Resim: derinhakikatler.blogspot.com
Yazılarımı genelde gece yazar sabaha karşı atarım. Bazen öğleden sonra attığımda olur.
Bu ne demek?
Bu, editörlerin sabah gelir gelmez o yazıları görmesi demek.
Editörler yazıları görüyor görmesine ama (erotik içeriklere sahip olduğundan olsa gerek!) takip eden günün gece yarısından önce yayına alınmıyor.
Editörlerin bu davranışının altında anaç bir yan hissetmiyorum değil hani. Yavrularını kuzguna kaptırmak istemeyen anne karga gibi...
Bazen geç yayına aldıkları iyi oluyor. Gecenin o yorgunluğu ile varsa yapılmış hataları, eksiklikleri, fazlalıkları tekrar kontrol etme, düzeltme imkanı sağlıyor ama bazen de kızıyorum.
Her ne kadar hoşnut değilsem de bu durumdan inatla yazmaya devam ediyorum.
Bakalım gündüz kuşağına ne zaman geçebileceğim?
Ne zaman vaktinde, tadında yazılarımı paylaşabileceğim?
Sanırım gerçekten erotik cümlelerle süslü aforizmalara yeltendiğim zaman.
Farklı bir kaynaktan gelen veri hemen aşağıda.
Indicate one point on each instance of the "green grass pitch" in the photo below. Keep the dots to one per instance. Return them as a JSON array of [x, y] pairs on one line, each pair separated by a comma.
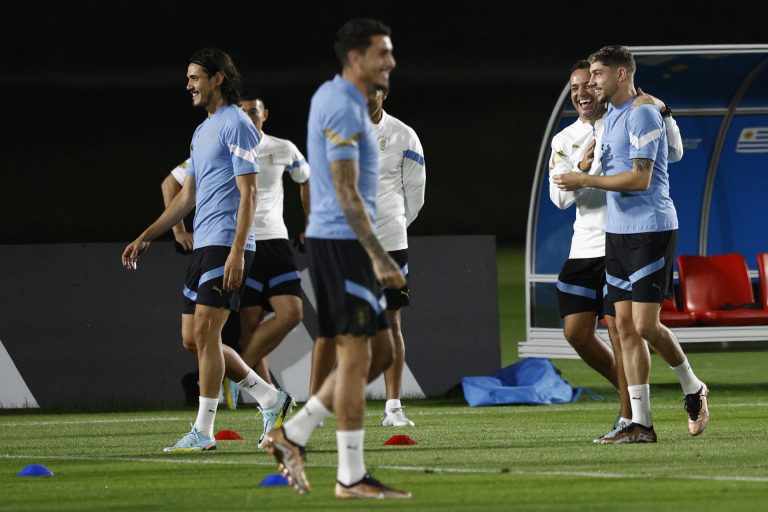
[[517, 458]]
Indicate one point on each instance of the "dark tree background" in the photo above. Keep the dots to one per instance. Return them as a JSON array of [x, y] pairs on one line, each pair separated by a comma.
[[96, 112]]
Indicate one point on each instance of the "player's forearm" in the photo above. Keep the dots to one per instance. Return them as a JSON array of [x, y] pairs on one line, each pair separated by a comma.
[[170, 189], [304, 194], [561, 198], [178, 208], [354, 211], [245, 213], [630, 181]]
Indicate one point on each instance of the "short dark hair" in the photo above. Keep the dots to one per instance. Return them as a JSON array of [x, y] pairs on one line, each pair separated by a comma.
[[214, 60], [580, 64], [614, 57], [249, 94], [356, 35]]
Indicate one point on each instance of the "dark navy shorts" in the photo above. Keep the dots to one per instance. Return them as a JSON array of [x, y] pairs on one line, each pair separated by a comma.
[[204, 283], [349, 299], [639, 265], [273, 272], [581, 287]]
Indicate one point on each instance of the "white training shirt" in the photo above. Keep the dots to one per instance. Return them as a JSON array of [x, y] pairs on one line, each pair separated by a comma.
[[275, 157], [402, 181], [568, 148]]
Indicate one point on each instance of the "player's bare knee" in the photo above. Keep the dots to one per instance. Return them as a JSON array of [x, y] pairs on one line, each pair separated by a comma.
[[647, 328], [291, 317], [579, 336], [188, 342]]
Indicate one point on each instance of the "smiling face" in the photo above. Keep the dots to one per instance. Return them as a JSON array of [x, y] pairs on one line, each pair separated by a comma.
[[374, 65], [604, 81], [256, 110], [204, 88], [582, 95]]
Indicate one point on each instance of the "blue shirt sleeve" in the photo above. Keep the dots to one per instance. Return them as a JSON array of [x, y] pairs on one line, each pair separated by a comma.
[[343, 128], [243, 142], [645, 132]]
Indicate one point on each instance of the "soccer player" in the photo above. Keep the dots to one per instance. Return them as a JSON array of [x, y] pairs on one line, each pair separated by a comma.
[[581, 280], [402, 181], [273, 281], [641, 235], [346, 261], [221, 182]]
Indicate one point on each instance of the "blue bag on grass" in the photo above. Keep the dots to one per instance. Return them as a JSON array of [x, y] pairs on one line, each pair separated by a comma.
[[532, 381]]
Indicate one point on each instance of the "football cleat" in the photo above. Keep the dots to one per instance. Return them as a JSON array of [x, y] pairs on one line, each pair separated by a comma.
[[620, 424], [289, 457], [273, 416], [632, 433], [369, 488], [698, 410], [194, 441], [396, 418]]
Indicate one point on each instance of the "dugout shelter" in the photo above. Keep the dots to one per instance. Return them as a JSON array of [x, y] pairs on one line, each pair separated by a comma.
[[719, 97]]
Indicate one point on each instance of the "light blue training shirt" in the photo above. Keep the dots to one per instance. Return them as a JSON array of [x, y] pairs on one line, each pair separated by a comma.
[[637, 133], [339, 129], [225, 145]]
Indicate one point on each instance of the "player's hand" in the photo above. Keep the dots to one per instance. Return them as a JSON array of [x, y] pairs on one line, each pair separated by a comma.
[[185, 240], [388, 272], [299, 242], [568, 181], [132, 252], [233, 270], [589, 156]]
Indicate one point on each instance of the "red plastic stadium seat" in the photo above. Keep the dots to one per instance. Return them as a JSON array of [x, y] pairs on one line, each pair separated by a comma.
[[718, 290], [762, 267], [671, 317]]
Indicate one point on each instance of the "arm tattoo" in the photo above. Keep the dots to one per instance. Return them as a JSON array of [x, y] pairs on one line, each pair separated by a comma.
[[345, 174]]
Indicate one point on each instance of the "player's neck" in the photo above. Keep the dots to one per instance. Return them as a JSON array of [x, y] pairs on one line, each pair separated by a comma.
[[623, 95], [349, 74], [215, 104]]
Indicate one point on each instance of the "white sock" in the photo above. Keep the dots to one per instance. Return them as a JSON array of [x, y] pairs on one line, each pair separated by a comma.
[[261, 390], [640, 400], [305, 421], [350, 447], [688, 380], [392, 405], [206, 414]]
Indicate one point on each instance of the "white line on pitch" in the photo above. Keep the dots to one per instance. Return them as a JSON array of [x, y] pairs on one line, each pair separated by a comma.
[[371, 414], [415, 469]]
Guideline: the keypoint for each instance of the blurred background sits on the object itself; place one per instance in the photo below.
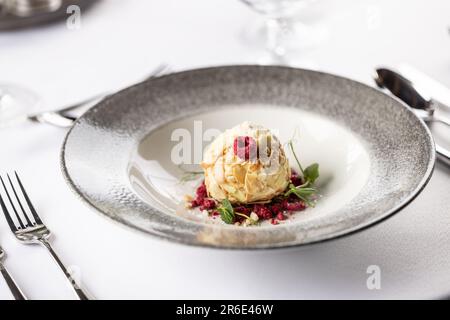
(118, 42)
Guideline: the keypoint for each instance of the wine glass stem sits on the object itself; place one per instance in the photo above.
(277, 29)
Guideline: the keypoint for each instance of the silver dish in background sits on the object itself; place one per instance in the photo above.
(18, 14)
(97, 155)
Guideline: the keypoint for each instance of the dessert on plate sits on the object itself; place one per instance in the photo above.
(248, 179)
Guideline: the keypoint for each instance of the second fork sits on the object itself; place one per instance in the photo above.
(28, 226)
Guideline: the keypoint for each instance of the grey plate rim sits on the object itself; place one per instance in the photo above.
(412, 196)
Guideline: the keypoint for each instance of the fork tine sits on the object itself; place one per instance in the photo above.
(27, 199)
(29, 223)
(5, 210)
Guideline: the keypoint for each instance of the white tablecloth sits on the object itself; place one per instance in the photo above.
(120, 42)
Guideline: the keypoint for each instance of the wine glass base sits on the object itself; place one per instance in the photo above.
(293, 47)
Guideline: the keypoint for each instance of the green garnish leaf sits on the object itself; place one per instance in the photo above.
(303, 193)
(250, 220)
(291, 146)
(311, 173)
(226, 211)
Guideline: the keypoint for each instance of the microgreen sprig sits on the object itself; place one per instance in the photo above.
(309, 175)
(226, 211)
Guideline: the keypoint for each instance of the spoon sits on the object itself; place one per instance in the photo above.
(426, 109)
(404, 89)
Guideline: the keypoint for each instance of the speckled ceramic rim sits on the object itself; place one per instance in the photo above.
(417, 150)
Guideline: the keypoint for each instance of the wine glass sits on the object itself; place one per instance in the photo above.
(16, 103)
(282, 33)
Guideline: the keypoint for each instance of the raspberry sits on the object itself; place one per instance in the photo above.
(245, 148)
(201, 191)
(243, 210)
(281, 216)
(194, 203)
(295, 206)
(276, 208)
(208, 204)
(262, 212)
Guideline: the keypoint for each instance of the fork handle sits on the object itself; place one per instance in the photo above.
(16, 292)
(82, 295)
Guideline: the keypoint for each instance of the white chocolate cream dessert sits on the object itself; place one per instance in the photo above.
(246, 164)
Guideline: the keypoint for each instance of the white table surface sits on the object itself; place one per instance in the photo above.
(119, 42)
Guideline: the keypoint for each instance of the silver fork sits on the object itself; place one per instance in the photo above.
(31, 229)
(15, 290)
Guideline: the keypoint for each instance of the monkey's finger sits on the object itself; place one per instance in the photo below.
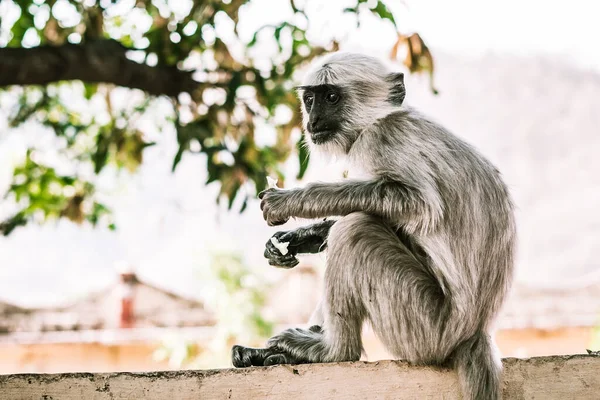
(240, 358)
(273, 252)
(271, 222)
(262, 194)
(284, 263)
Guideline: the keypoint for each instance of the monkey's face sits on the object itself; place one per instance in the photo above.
(323, 110)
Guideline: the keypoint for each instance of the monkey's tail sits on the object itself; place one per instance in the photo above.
(479, 369)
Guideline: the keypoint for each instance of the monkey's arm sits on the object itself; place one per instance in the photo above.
(304, 240)
(414, 208)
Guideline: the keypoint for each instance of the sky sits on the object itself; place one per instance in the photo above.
(169, 223)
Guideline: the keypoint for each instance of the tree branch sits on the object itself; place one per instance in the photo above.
(98, 61)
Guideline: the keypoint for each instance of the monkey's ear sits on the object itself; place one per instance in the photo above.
(397, 89)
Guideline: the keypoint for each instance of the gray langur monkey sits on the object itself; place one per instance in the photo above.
(424, 246)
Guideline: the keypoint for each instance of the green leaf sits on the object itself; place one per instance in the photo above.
(303, 157)
(178, 157)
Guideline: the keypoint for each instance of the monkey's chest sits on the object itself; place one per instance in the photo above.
(357, 171)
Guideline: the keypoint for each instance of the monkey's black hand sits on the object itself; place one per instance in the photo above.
(274, 206)
(274, 254)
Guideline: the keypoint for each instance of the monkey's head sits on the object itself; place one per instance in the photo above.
(343, 94)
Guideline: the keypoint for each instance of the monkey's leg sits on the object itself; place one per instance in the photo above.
(370, 274)
(304, 240)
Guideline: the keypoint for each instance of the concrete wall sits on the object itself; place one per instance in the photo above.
(548, 378)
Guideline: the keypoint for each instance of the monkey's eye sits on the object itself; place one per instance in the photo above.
(333, 97)
(308, 100)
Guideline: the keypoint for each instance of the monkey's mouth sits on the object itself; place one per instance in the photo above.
(321, 136)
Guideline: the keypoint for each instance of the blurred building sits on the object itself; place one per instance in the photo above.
(117, 329)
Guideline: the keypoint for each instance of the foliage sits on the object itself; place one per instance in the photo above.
(219, 119)
(238, 300)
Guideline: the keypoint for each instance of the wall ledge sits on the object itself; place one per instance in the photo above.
(553, 377)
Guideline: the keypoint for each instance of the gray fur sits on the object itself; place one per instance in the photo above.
(425, 245)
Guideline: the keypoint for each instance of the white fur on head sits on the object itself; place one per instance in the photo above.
(367, 82)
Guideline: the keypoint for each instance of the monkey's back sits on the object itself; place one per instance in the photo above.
(471, 246)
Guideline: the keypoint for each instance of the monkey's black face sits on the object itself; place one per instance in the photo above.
(324, 104)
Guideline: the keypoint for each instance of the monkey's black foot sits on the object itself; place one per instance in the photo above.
(242, 357)
(281, 358)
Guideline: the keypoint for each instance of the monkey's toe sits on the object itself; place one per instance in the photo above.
(277, 359)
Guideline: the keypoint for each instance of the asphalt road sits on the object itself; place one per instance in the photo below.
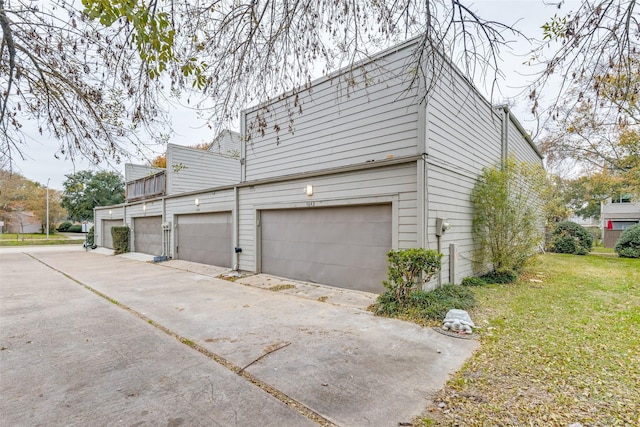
(90, 339)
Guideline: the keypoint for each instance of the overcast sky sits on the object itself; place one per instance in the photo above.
(40, 165)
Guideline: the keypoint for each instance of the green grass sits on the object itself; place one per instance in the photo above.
(555, 352)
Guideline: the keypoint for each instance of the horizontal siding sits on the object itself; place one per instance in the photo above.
(399, 181)
(337, 123)
(133, 172)
(227, 143)
(102, 214)
(190, 169)
(449, 197)
(519, 147)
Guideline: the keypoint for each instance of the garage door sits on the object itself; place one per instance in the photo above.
(205, 238)
(147, 233)
(107, 224)
(341, 246)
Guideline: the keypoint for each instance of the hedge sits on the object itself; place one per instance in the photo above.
(120, 236)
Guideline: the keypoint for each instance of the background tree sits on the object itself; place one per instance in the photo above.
(19, 196)
(594, 119)
(111, 66)
(85, 190)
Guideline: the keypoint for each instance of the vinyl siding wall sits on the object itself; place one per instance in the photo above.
(343, 120)
(396, 184)
(101, 214)
(227, 143)
(190, 169)
(133, 172)
(464, 135)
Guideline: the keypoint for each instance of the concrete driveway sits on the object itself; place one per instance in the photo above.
(89, 338)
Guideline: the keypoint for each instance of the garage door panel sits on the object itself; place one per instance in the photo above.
(358, 233)
(205, 238)
(107, 225)
(341, 246)
(148, 235)
(329, 253)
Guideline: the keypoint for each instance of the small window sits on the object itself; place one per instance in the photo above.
(624, 198)
(623, 225)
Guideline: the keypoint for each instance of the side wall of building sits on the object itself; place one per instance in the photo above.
(190, 169)
(133, 172)
(355, 116)
(464, 135)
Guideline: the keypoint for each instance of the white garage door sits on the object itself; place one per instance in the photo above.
(107, 224)
(205, 238)
(147, 233)
(340, 246)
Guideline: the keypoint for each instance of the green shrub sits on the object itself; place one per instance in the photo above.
(64, 226)
(422, 306)
(120, 237)
(571, 238)
(91, 237)
(473, 281)
(408, 269)
(507, 214)
(628, 245)
(499, 277)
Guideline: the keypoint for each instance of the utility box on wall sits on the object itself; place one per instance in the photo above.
(441, 226)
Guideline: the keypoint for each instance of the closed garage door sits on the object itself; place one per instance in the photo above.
(341, 246)
(107, 224)
(148, 235)
(205, 238)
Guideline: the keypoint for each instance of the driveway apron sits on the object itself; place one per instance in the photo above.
(343, 363)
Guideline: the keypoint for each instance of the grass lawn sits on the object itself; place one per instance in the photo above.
(560, 346)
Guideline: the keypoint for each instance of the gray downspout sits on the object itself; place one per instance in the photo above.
(236, 229)
(504, 135)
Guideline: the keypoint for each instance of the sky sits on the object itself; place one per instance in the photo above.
(527, 16)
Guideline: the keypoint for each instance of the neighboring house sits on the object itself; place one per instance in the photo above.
(618, 214)
(335, 175)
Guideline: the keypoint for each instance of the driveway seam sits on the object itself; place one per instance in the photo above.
(288, 401)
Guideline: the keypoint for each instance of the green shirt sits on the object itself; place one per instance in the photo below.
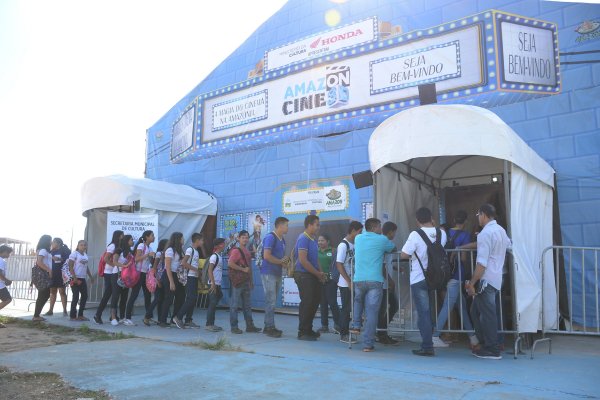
(325, 257)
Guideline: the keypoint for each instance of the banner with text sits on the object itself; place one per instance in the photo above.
(131, 224)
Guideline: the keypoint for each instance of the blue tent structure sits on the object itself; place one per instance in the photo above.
(287, 117)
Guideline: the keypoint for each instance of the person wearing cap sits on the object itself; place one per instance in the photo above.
(215, 277)
(492, 243)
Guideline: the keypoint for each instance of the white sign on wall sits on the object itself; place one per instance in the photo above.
(320, 199)
(330, 89)
(322, 44)
(240, 111)
(528, 54)
(427, 65)
(131, 224)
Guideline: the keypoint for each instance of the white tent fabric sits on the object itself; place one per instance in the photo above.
(421, 150)
(119, 190)
(180, 208)
(452, 130)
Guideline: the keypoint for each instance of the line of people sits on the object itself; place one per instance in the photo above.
(358, 268)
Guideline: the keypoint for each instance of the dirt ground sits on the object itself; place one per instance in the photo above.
(20, 335)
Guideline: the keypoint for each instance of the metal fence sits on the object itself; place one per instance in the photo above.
(449, 305)
(577, 292)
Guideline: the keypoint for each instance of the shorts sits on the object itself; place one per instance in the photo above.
(5, 295)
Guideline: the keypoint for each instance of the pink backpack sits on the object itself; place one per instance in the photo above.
(151, 281)
(129, 274)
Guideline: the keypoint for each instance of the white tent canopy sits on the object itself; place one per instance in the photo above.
(418, 152)
(119, 190)
(179, 207)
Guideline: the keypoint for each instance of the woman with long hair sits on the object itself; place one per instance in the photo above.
(43, 261)
(120, 260)
(108, 274)
(158, 267)
(78, 264)
(143, 257)
(171, 285)
(60, 254)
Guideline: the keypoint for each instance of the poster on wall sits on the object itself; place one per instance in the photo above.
(258, 223)
(367, 211)
(231, 224)
(329, 198)
(133, 224)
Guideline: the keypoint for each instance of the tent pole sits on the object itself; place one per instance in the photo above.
(507, 197)
(375, 195)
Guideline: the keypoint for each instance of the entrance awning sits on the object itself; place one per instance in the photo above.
(456, 133)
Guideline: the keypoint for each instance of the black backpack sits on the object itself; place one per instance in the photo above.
(439, 270)
(335, 274)
(451, 245)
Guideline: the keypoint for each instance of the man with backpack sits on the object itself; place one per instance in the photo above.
(344, 258)
(273, 260)
(425, 247)
(492, 243)
(457, 237)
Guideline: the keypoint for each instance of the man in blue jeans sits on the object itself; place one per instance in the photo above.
(270, 272)
(370, 248)
(492, 243)
(420, 291)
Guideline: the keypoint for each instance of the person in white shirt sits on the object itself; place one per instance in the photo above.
(78, 264)
(492, 243)
(420, 291)
(43, 261)
(215, 277)
(143, 257)
(191, 262)
(173, 289)
(108, 274)
(5, 297)
(344, 257)
(122, 257)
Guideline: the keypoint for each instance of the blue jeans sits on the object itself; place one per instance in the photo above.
(76, 290)
(453, 290)
(271, 286)
(213, 298)
(191, 295)
(367, 297)
(240, 296)
(420, 293)
(106, 295)
(485, 318)
(329, 300)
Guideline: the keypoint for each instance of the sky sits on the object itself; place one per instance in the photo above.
(82, 80)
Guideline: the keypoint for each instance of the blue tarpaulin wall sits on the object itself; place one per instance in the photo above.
(564, 129)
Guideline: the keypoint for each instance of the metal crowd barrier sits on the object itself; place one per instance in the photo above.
(580, 266)
(405, 319)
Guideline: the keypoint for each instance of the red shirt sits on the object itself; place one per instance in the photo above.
(235, 256)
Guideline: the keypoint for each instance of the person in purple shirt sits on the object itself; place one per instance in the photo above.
(308, 277)
(273, 255)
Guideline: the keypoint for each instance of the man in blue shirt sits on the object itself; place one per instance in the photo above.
(370, 248)
(308, 277)
(270, 272)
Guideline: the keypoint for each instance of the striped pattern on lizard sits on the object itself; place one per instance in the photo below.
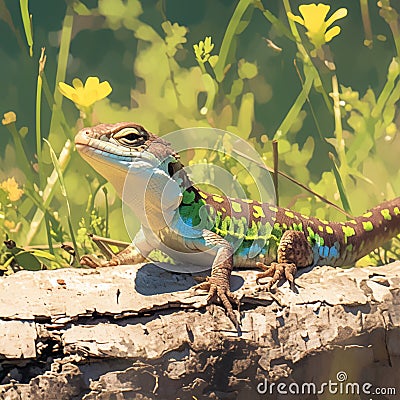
(235, 232)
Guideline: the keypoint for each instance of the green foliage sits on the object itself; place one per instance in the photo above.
(179, 77)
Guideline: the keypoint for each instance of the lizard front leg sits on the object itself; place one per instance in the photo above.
(293, 251)
(129, 255)
(218, 284)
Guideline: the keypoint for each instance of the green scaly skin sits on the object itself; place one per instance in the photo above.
(223, 231)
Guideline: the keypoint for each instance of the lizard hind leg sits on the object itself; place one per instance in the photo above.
(293, 251)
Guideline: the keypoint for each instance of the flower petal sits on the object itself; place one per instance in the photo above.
(331, 33)
(338, 14)
(314, 16)
(9, 118)
(77, 83)
(92, 83)
(295, 18)
(103, 90)
(66, 90)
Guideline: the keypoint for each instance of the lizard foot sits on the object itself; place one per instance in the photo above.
(277, 271)
(223, 293)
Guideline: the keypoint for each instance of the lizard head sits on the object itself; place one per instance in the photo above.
(114, 149)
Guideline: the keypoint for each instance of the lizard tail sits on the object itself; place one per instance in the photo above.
(370, 230)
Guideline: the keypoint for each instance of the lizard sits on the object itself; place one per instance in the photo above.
(233, 232)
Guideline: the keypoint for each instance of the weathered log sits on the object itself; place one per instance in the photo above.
(141, 332)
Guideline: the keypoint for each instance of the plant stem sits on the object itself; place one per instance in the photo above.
(227, 41)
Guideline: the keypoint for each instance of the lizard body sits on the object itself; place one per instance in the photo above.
(183, 221)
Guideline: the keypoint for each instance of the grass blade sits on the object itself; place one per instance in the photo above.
(63, 189)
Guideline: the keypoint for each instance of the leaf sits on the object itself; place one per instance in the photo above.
(28, 261)
(247, 70)
(339, 183)
(26, 20)
(43, 254)
(246, 115)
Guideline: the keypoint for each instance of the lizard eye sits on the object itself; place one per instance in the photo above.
(130, 137)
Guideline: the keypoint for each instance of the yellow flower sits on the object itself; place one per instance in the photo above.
(9, 118)
(11, 187)
(85, 95)
(314, 21)
(203, 50)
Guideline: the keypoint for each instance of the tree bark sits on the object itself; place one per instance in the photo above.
(141, 332)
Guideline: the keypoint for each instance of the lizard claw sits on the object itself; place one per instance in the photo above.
(277, 271)
(222, 293)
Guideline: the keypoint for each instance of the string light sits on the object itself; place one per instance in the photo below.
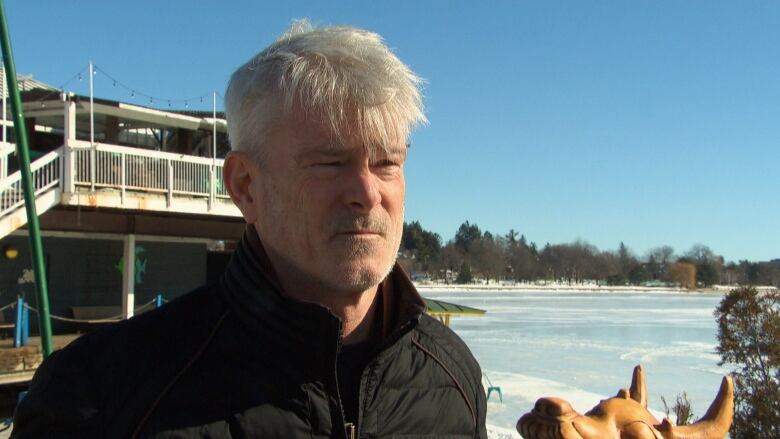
(116, 83)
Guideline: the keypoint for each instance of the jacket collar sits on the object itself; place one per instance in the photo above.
(256, 297)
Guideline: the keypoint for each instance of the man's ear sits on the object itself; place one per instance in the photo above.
(238, 173)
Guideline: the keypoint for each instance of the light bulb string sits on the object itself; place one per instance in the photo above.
(134, 92)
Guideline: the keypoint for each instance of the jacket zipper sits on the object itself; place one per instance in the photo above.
(349, 428)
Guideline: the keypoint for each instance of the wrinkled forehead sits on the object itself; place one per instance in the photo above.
(350, 131)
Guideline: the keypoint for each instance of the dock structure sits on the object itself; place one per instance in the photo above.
(132, 208)
(444, 310)
(129, 199)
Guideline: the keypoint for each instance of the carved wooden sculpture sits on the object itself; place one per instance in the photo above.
(625, 416)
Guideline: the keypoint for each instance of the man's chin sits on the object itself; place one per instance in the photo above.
(358, 277)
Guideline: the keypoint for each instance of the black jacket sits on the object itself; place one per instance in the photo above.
(239, 360)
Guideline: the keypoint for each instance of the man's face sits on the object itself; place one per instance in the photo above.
(330, 215)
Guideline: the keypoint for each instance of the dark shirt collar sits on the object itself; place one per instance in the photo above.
(256, 296)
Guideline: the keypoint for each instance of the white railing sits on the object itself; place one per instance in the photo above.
(46, 173)
(133, 169)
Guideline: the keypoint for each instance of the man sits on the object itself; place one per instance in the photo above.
(313, 331)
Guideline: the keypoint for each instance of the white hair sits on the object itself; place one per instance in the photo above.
(345, 77)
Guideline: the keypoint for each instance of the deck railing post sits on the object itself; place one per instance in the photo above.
(170, 183)
(212, 187)
(19, 322)
(25, 326)
(122, 181)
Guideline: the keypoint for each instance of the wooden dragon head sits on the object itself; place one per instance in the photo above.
(625, 416)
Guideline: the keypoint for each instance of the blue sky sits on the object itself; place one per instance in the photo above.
(651, 123)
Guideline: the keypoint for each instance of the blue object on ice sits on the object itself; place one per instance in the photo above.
(492, 388)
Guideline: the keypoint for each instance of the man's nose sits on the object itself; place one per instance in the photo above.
(362, 188)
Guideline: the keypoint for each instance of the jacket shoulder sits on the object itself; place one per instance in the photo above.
(443, 340)
(450, 349)
(79, 387)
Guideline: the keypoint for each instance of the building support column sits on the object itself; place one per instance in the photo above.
(128, 277)
(69, 168)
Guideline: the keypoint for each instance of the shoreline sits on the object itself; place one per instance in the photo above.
(585, 288)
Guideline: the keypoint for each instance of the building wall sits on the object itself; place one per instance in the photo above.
(88, 272)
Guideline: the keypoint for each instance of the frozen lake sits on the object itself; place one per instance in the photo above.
(582, 346)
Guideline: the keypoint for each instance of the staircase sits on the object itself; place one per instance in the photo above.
(46, 176)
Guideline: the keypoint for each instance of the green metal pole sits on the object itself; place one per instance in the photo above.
(23, 152)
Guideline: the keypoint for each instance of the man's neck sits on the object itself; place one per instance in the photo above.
(358, 311)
Arkadaşların yakınmalarından benden daha kötü durumda olanlar olduğunu da biliyorum. Yazıları üç gün bekletilenlere sabır diliyorum ve metanet diliyorum. Muhtemel ki onlar erotiği de aşıp, pornoya yöneldiler! :)
Bu uygulamadan benim anladığım şudur ki; açık kadını penceresiz eve benzeten yöneticilerimizin bakış açısı editörlerimizi böylesi zorunlu bir uygulamaya sevk ve idare etmiş. Dolayısı ile bize de editörlerimizi idare etmek düşüyor. :)
Hepsine buradan saygılarımı, sevgilerimi yolluyor, daha özgür zamanlarda, yazılarımızı sere serpe tefrika edebileceğimiz başı bağlanmamış serbest günler diliyorum.
Çabuk! Bu yazımı bari erken yayına alın uleynnn!! : )) Kabulümdür. Öbürünü gece yayınlasanız da olur!